Of course, it should be appreciated that this invention is not restricted to the details of the foregoing embodiments.
For example, the device can employ any appropriate number of screens and be arranged to run any appropriate application requiring the display of, generally different, images on the two screens. The power management control of each screen can then proceed in the most efficient manner dependent upon the use that the application requires of each respective screen and of course quite independently of each other. The types of control and display characteristics are mere examples and so should be considered non-limiting.
This application is based upon and claims the benefit of priority from United Kingdom patent application No. 1119709.2. filed on Nov. 15, 2011, the disclosure of which is incorporated herein in its entirety by reference.

Claims

1. An electronic device having a first surface area offering a first display and a second surface area offering a second display, the device being arranged to display different images on the first and second displays and having independent power management functionality for the first and second displays and operative while the displays are displaying the said different images.

2. A device as claimed in claim 1 and arranged such that applications running on the device can control the power management functionality.

3. A device as claimed in claim 2, wherein the applications are arranged to access a power management system of the device.

4. A device as claimed in claim 1, and arranged to control the power management functionality for control of power-dependent display characteristics of each of the displayed images.

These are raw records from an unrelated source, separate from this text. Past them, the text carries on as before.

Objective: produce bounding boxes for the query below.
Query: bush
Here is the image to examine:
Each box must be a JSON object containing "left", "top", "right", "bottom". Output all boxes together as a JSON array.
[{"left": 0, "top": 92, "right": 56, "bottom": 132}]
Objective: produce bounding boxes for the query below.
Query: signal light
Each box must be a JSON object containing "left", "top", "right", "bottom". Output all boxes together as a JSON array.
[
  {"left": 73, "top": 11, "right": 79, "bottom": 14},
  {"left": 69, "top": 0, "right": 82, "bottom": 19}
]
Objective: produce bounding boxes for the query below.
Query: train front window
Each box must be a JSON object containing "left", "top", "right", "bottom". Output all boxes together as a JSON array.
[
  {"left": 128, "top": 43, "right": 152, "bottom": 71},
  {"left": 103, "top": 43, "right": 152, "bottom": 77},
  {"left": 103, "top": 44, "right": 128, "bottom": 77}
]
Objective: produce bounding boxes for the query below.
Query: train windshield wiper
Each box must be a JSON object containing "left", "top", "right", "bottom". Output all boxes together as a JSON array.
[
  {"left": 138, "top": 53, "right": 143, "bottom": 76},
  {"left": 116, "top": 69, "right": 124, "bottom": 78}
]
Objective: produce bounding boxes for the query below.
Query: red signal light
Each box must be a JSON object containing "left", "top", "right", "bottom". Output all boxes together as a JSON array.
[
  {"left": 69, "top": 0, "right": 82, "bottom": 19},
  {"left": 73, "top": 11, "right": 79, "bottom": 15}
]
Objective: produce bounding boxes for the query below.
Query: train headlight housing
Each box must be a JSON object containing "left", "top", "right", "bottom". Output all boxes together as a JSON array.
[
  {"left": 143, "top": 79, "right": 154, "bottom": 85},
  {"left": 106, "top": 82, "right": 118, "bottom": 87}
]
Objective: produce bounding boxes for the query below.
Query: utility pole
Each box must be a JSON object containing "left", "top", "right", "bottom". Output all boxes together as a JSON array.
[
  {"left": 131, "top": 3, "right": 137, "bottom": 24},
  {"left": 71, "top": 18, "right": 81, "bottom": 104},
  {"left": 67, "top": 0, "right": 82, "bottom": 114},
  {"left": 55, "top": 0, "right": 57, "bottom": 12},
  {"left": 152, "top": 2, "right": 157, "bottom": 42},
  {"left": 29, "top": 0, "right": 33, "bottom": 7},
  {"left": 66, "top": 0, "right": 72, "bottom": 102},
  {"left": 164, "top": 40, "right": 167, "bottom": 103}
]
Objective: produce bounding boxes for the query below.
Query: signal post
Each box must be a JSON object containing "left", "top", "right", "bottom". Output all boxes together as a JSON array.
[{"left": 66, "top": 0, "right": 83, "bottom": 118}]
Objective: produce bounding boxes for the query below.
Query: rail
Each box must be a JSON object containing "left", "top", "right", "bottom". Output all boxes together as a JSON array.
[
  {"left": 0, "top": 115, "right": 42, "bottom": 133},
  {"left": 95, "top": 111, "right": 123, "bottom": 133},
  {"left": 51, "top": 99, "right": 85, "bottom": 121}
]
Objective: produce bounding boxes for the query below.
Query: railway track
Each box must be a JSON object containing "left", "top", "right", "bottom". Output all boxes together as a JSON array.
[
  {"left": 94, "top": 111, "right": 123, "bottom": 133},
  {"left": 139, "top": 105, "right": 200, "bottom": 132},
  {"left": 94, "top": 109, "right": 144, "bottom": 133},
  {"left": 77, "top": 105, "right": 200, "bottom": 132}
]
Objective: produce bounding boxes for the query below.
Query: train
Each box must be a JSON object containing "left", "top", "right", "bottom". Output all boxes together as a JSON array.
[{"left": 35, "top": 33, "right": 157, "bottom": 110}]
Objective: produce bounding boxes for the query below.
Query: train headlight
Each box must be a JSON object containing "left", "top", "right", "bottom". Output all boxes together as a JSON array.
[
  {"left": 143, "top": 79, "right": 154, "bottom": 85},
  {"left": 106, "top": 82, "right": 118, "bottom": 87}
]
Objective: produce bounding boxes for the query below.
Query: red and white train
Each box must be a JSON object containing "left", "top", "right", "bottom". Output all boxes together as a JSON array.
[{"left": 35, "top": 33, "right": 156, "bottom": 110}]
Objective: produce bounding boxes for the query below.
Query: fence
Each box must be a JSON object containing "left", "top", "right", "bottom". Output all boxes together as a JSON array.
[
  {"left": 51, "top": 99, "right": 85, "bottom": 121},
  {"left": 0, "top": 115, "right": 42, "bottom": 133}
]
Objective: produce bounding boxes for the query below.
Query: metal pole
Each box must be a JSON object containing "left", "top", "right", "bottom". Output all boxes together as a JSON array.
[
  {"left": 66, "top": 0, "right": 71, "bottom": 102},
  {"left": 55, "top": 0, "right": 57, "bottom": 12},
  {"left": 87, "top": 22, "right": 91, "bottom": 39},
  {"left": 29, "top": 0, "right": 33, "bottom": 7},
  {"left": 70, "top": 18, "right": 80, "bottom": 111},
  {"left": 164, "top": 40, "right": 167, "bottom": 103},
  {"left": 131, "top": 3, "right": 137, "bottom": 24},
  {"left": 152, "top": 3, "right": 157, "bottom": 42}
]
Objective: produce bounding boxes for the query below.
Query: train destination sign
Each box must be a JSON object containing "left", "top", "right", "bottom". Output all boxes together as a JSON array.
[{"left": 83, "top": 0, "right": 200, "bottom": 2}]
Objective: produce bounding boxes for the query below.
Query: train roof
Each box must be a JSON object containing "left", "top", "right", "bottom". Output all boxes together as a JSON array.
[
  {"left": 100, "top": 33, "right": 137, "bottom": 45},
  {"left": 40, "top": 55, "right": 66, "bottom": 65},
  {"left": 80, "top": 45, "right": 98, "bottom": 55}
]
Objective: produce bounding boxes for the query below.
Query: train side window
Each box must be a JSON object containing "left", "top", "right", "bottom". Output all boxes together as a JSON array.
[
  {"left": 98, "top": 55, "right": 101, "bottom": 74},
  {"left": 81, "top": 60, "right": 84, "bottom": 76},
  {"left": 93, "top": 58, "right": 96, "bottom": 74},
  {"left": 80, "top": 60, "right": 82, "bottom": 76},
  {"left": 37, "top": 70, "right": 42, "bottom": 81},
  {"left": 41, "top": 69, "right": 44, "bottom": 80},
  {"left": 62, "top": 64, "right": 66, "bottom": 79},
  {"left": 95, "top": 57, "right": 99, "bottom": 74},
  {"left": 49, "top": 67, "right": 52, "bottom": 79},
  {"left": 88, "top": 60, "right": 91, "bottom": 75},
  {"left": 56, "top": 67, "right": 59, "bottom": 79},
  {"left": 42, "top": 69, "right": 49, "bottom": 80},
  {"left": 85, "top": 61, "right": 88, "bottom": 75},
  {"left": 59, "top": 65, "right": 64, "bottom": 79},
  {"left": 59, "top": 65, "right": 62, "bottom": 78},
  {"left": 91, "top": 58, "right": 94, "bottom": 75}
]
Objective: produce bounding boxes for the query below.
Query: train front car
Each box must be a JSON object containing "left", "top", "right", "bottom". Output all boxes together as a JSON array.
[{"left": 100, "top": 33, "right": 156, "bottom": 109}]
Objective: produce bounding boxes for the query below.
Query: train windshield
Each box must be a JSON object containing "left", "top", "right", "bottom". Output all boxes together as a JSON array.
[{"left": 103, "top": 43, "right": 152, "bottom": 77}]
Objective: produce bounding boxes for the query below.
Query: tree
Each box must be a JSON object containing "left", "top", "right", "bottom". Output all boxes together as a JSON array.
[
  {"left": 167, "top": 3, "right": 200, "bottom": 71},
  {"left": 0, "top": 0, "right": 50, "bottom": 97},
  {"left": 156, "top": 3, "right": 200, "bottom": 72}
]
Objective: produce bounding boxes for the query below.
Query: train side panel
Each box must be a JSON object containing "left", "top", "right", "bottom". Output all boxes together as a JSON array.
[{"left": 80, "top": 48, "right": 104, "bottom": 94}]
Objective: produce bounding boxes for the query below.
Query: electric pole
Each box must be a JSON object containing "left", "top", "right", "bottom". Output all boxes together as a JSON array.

5. A device as claimed in claim 1, wherein access for the said applications to the power management functionality is achieved by way of an Application Program Interface.

6. A device as claimed in claim 5, and with the applications having been created within a Software Development Kit having the relevant Application Program Interfaces exposed.

7. A device as claimed in claim 1 and including user interface means allowing for the programming of threshold levels of power dependent display characteristics within the power management functionality.

8. A device as claimed in claim 7 and arranged to allow for variation of the said threshold levels in an application-dependent manner.

9. A method of power management for an electronic device having a first surface area offering a first display and a second surface area offering a second display, the device being arranged to display different images on the first and second displays, and the method including the step of providing power management to the first and second displays independently of each other and while both the first and second displays are displaying the

10. A method as claimed in claim 9, including the step of controlling the power management by means of an application running on the device.

11. A method as claimed in claim 9, and wherein the applications access a power management system of the device.

12. A method as claimed in claim 9 and wherein the step of controlling the power management functionality is taken responsive to power-dependent display characteristics of each of the displayed images.

13. A method as claimed in claim 9, wherein the step of accessing the power management functionality is taken by way of an Application Program Interface.

14. A method as claimed in claim 9 and including exposure of the Application Program Interface by way of a Software Development Kit within which the applications have been created.

15. A computer program having instructions which, when executed, provide for a method as defined in claim 9.

16. A computer program product comprising a computer program element as defined in claim 15.

17. A computer-readable medium having a computer program product as claimed in claim 16 recorded thereon.